Both men seemed tired in the six. Oscar did the better work early and then little happened for the first time, so he probably got his only round of the fight here. Both men were back at it in seven and eight after their brief break. Again the fight returned to its earlier pattern with Oscar Escandon doing good work but Brandon Figueroa still getting the better of it. Omar’s little brother saw the ninth and tenth for the first time in this one too, but the pace stayed similar. Both fighters did quality work in the ninth and maybe Escandon nicked it, but he certainly didn’t win the tenth. In fact, scoring became completely irrelevant in a hurry as Figueroa landed a short right uppercut on the inside that immediately ended the fight. The Colombian tried to rise, but he collapsed a second time on his own and the contest was waved off.

This was a mostly impressive performance for Brandon Figueroa. I’d like to see him using his natural advantages a little more, but overall a 21 year old stopping a recent former title challenger leaves little to complain about.

British Olympic super heavyweight silver medalist Joe “The Juggernaut” Joyce (6-0, 6 KOs) put on an okay performance in his American debut. Co-main event opponent Iago Kiladze (26-4, 18 KOs) confused him a bit in the first round with his movement and a few sharp right hands, but that is about all the Georgian accomplished. He was cornered and floor with a strong left hook in the second round and then felled on a body shot in the third. Joyce struggled to get to Kiladze with his movement in clinching combination in the fourth, but not in the fifth. There the 32 year old Brit put Kiladze down for the last time. While Iago appeared able to continue, he elected not to and the fight was stopped accordingly.

Fight four brought us 18 year old junior middleweight prospect Joey Spencer (5-0, 5 KOs) in a huge mismatch against winless North Carolinian (0-3-1) Cory Macon. Spencer crushed him appropriately quick. Spencer is young and raw so it makes sense to give him really easy fights while he improves in the gym, but there was little point to watching this. His attack was pretty savage, at least, but it isn’t as if he had to worry about anything coming back.

Jose Balderas (5-0), brother of US Olympian and major prospect Karlos Balderas, picked up a fun four round win in the third fight of the main card. Jose isn’t a real prospect in the way his brother is, but that doesn’t mean he and Ivan Martino (3-3, 3 KOs) didn’t put on a good show. The two young men absolutely slugged it out in the middle of the ring for three rounds. Balderas would smash Martino with a right hand and Martino would clip him back with a hard left hook almost immediately. Martino did tire going into the fourth, however, and young Jose was able to take advantage of it to take the round and seal the four round decision.

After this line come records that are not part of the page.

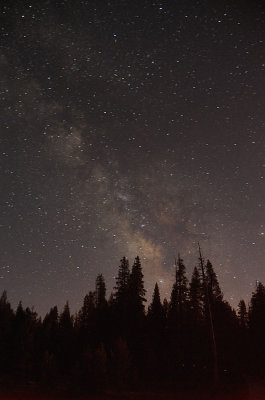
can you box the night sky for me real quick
[1,0,265,316]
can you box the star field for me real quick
[1,0,265,315]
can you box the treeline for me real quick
[0,254,265,395]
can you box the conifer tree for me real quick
[59,302,73,331]
[148,283,163,319]
[248,282,265,373]
[0,291,14,376]
[148,283,165,334]
[44,306,58,326]
[0,291,13,339]
[0,291,13,322]
[162,298,169,318]
[114,257,130,305]
[237,299,247,328]
[128,256,146,314]
[189,266,203,320]
[11,302,39,380]
[77,292,96,350]
[205,260,223,302]
[198,246,219,386]
[58,302,74,375]
[168,256,189,372]
[42,306,59,355]
[79,291,95,328]
[170,254,188,315]
[147,283,165,349]
[249,282,265,332]
[95,274,107,309]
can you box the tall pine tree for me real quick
[114,257,130,306]
[128,256,146,315]
[170,254,188,316]
[95,274,107,309]
[148,283,163,320]
[248,282,265,374]
[205,260,223,303]
[237,299,247,328]
[189,266,203,321]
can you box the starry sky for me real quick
[1,0,265,316]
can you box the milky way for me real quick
[1,0,265,315]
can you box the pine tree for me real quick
[44,306,58,326]
[235,300,248,374]
[114,257,130,305]
[205,260,223,302]
[0,291,13,339]
[148,283,163,319]
[162,298,169,318]
[11,302,39,381]
[79,291,95,328]
[168,255,189,372]
[0,291,14,376]
[58,302,74,375]
[170,254,188,315]
[189,266,203,320]
[237,299,247,328]
[128,256,146,314]
[147,283,165,344]
[0,291,13,321]
[42,306,59,355]
[198,246,219,386]
[95,274,107,309]
[59,302,73,331]
[77,292,96,351]
[247,282,265,374]
[249,282,265,332]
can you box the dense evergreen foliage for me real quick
[0,255,264,395]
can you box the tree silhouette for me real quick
[249,282,265,331]
[11,302,39,381]
[170,254,188,317]
[198,247,219,386]
[57,302,74,376]
[0,255,263,394]
[41,306,59,385]
[114,256,130,305]
[189,266,203,321]
[79,291,95,329]
[95,274,107,309]
[237,299,248,328]
[146,283,166,382]
[0,291,14,376]
[128,256,146,315]
[205,260,223,303]
[248,282,265,375]
[148,283,163,321]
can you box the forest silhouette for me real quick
[0,253,264,398]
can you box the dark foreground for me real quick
[1,379,265,400]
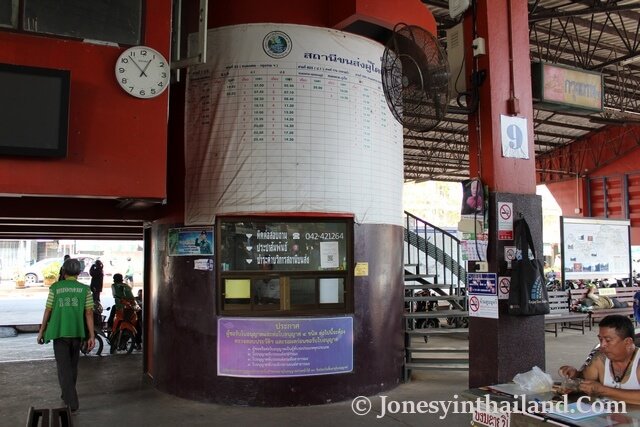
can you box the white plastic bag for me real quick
[512,366,554,393]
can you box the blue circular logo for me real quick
[263,31,292,59]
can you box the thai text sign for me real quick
[217,316,353,377]
[218,218,349,272]
[534,62,603,112]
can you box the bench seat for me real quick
[569,286,639,326]
[544,312,589,337]
[544,290,591,337]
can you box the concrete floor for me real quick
[0,329,599,427]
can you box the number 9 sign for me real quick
[500,115,529,159]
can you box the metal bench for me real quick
[544,290,590,337]
[569,286,639,326]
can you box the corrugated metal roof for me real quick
[401,0,640,182]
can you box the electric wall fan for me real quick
[382,23,450,132]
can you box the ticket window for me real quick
[253,277,281,309]
[223,279,251,310]
[217,216,353,316]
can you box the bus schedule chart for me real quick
[186,62,395,149]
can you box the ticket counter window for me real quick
[290,277,315,305]
[217,216,353,316]
[320,278,344,304]
[253,277,280,308]
[223,279,250,310]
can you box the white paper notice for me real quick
[194,259,214,271]
[319,278,340,303]
[320,241,339,269]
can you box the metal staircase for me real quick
[403,211,469,381]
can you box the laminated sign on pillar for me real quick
[500,115,529,159]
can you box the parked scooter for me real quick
[81,302,107,356]
[109,299,139,354]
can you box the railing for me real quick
[403,211,466,289]
[403,211,469,378]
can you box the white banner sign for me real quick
[184,24,404,226]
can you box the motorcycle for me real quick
[81,302,107,356]
[108,299,139,354]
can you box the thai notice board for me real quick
[217,316,353,377]
[467,273,497,295]
[467,273,499,319]
[218,218,348,272]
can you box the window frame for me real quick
[216,215,354,317]
[0,0,144,46]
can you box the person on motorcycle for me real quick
[110,274,136,332]
[112,273,135,309]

Fear inducing heavyweight puncher Efe Ajagba (7-0, 6 KOs) returned in the fight’s second contest for the first time since Curtis Harper infamously walked of the ring on him. Ajaba is a serious, serious player to watch in the heavyweight division. Oklahoma’s Nick Jones (7-1, 5 KOs) was absolutely smashed out by a pair of right hands about two minutes into the first round. The second shot face planted him and the fight was waved off by the commission, though when Jones got up at nine it did appear like he could continue. He would have just been knocked out sooner rather than later anyway though. Nigerian Olympian Efe Ajagba, 24, is one you have to see if you haven’t. He might be the long term future at heavyweight.

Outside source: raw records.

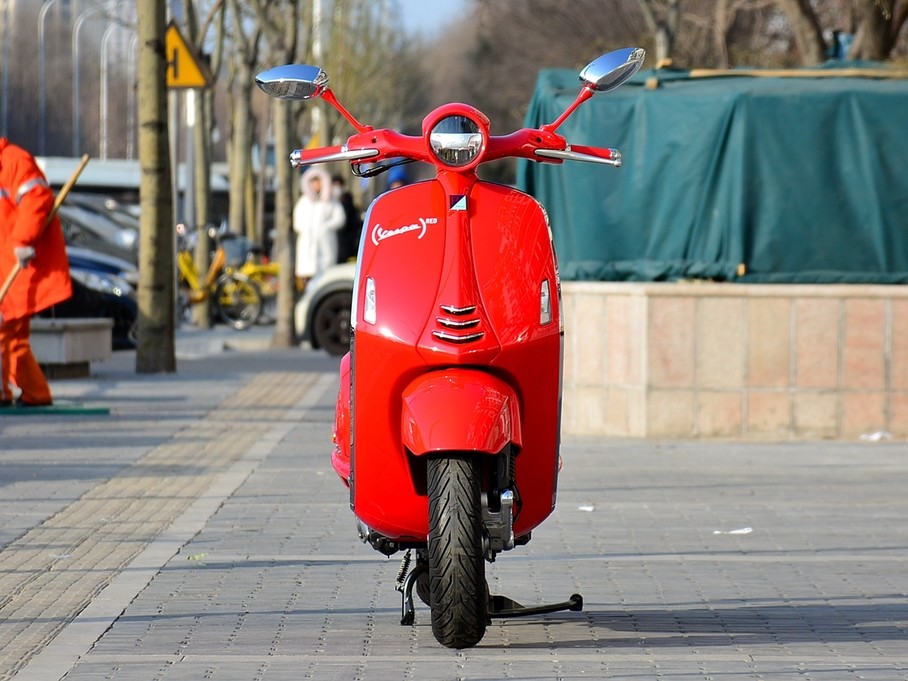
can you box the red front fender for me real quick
[401,370,522,456]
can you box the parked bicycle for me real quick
[220,234,279,324]
[176,225,263,330]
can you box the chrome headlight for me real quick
[429,115,483,167]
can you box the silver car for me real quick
[295,262,355,356]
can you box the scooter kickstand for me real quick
[394,551,428,626]
[488,593,583,618]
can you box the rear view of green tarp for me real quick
[517,65,908,283]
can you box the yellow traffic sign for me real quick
[165,21,211,89]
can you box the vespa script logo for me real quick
[371,217,438,246]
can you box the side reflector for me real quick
[364,277,377,324]
[540,279,552,325]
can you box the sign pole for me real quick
[184,89,196,232]
[164,19,211,327]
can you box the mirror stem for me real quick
[540,87,594,135]
[321,89,373,134]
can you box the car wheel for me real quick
[311,290,352,356]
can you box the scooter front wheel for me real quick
[415,549,431,607]
[427,455,488,649]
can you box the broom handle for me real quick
[0,263,20,305]
[50,154,91,222]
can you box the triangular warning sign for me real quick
[165,21,211,89]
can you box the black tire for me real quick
[215,273,262,330]
[427,455,488,649]
[311,290,352,356]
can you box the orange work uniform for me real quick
[0,138,72,406]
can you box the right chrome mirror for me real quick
[255,64,329,101]
[579,48,645,93]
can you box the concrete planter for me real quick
[31,318,113,378]
[562,282,908,440]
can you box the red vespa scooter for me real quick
[256,47,645,649]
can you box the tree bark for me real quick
[228,63,254,239]
[271,98,297,347]
[715,0,731,69]
[849,0,894,59]
[635,0,681,65]
[249,0,303,347]
[135,0,176,373]
[226,0,260,242]
[191,89,213,328]
[773,0,828,64]
[894,0,908,44]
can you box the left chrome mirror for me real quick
[255,64,329,101]
[579,47,645,93]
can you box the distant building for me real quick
[1,0,136,158]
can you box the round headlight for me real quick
[429,115,483,167]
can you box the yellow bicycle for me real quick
[220,235,279,324]
[177,234,263,330]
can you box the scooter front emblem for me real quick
[450,195,467,211]
[371,217,437,246]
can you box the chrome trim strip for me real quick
[432,331,485,344]
[440,304,477,316]
[437,317,480,329]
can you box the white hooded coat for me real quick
[293,167,345,278]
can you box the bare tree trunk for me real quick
[226,0,260,240]
[245,157,257,242]
[135,0,176,373]
[636,0,681,65]
[661,0,681,64]
[188,0,227,329]
[774,0,828,64]
[849,0,895,59]
[256,99,271,248]
[250,0,304,347]
[192,89,213,328]
[715,0,731,68]
[894,0,908,44]
[271,98,296,347]
[228,71,254,238]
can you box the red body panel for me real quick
[331,352,352,486]
[334,174,563,542]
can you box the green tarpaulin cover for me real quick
[517,64,908,283]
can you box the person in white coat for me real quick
[293,167,345,293]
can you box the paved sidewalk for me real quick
[1,328,907,680]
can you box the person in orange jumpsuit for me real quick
[0,137,72,407]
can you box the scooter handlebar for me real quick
[484,129,621,167]
[534,144,622,167]
[290,145,380,168]
[291,134,620,170]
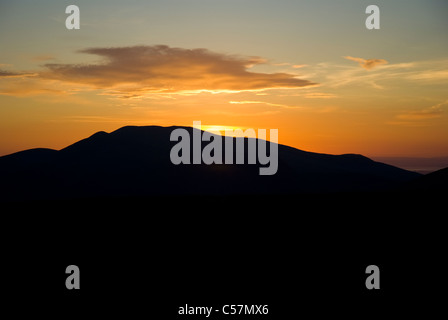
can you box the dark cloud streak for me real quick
[41,45,316,95]
[0,69,36,78]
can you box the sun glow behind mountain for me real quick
[0,1,447,159]
[200,125,246,135]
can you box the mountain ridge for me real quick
[0,125,425,201]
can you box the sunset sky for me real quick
[1,0,447,159]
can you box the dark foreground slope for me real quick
[404,167,448,191]
[1,126,445,317]
[0,125,420,201]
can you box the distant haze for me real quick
[372,157,448,174]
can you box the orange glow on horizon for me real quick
[200,125,246,135]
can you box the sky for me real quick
[0,0,447,158]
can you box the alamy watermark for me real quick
[170,121,278,176]
[65,5,80,30]
[65,265,80,290]
[64,5,380,30]
[365,265,380,289]
[365,5,380,30]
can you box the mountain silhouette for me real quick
[402,167,448,192]
[0,125,422,201]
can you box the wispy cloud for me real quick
[32,55,56,62]
[272,62,307,69]
[344,56,388,70]
[0,69,36,78]
[303,92,338,99]
[229,100,302,109]
[320,58,448,89]
[397,100,447,121]
[406,70,448,81]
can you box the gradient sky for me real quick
[1,0,447,158]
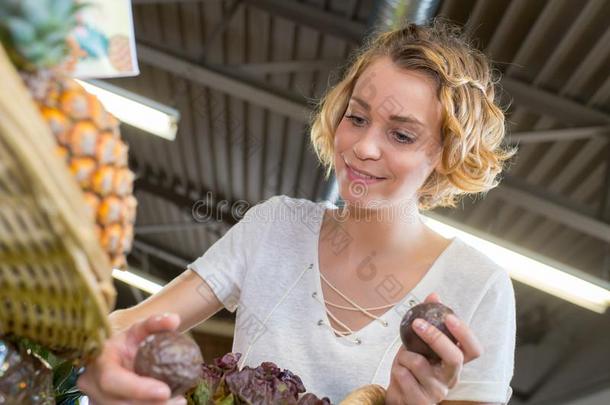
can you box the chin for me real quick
[338,180,386,209]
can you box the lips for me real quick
[345,163,384,185]
[344,160,386,181]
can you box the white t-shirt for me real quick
[189,195,516,404]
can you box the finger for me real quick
[397,351,449,403]
[412,318,463,370]
[424,292,442,304]
[97,361,172,401]
[444,314,484,363]
[125,313,182,348]
[167,397,188,405]
[391,363,429,405]
[131,398,187,405]
[80,387,129,405]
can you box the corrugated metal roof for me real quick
[112,1,609,403]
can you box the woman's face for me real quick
[333,56,443,209]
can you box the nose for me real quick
[352,128,382,161]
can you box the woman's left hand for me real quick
[385,293,484,405]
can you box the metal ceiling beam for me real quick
[502,78,610,126]
[136,43,310,123]
[135,222,214,235]
[132,239,191,269]
[232,59,344,75]
[134,167,239,228]
[133,0,200,3]
[498,177,610,243]
[133,0,366,44]
[241,0,366,44]
[507,126,610,144]
[601,143,610,281]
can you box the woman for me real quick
[78,21,517,405]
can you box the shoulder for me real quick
[246,195,321,213]
[450,237,511,288]
[440,238,515,319]
[240,195,330,232]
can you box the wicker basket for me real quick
[0,44,115,362]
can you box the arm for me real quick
[108,268,223,334]
[78,268,222,403]
[442,402,501,405]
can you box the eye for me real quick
[392,131,415,144]
[345,114,367,127]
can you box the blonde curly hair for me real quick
[309,20,517,211]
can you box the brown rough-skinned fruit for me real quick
[133,331,204,396]
[399,303,458,363]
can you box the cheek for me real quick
[392,155,435,184]
[334,119,353,151]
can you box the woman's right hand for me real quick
[77,312,187,405]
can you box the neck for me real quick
[326,198,429,254]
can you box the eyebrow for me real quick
[350,96,425,128]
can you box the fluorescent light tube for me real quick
[75,79,179,140]
[423,212,610,314]
[112,268,162,295]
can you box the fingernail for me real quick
[168,398,187,405]
[153,313,172,322]
[445,314,459,328]
[413,319,428,332]
[151,384,170,398]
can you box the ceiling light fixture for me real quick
[423,213,610,314]
[76,79,179,140]
[112,267,162,295]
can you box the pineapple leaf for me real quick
[18,40,46,63]
[44,30,72,48]
[0,0,21,19]
[3,17,36,44]
[52,0,77,21]
[20,0,51,29]
[40,43,68,66]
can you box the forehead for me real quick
[351,56,441,125]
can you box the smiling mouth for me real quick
[344,161,386,180]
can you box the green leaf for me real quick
[52,0,76,21]
[188,381,214,405]
[0,0,21,19]
[17,40,46,63]
[216,393,236,405]
[20,0,51,28]
[44,30,70,47]
[40,44,68,67]
[55,389,84,405]
[53,361,74,391]
[4,17,36,45]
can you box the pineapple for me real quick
[0,0,137,269]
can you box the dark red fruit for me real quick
[399,302,458,363]
[134,331,204,396]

Opening the main card was unbeaten super bantamweight prospect Stephen Fulton (13-0, 6 KOs) picking up a pretty uneventful win over career journeyman German Meraz (61-50-2, 38 KOs). There isn’t a lot to say about this uneventful bout. Fulton is a good athlete, but he isn’t exciting by default. His 113 fight Mexican veteran foe realized he was outmatched pretty quickly and didn’t put in a lot of meaningful effort. The only time this one was interesting was the eighth and final round in which the 24 year old stepped up his aggression to look for the finish. He might have been able to get it had he started earlier, but a shut out decision is what he got in the end.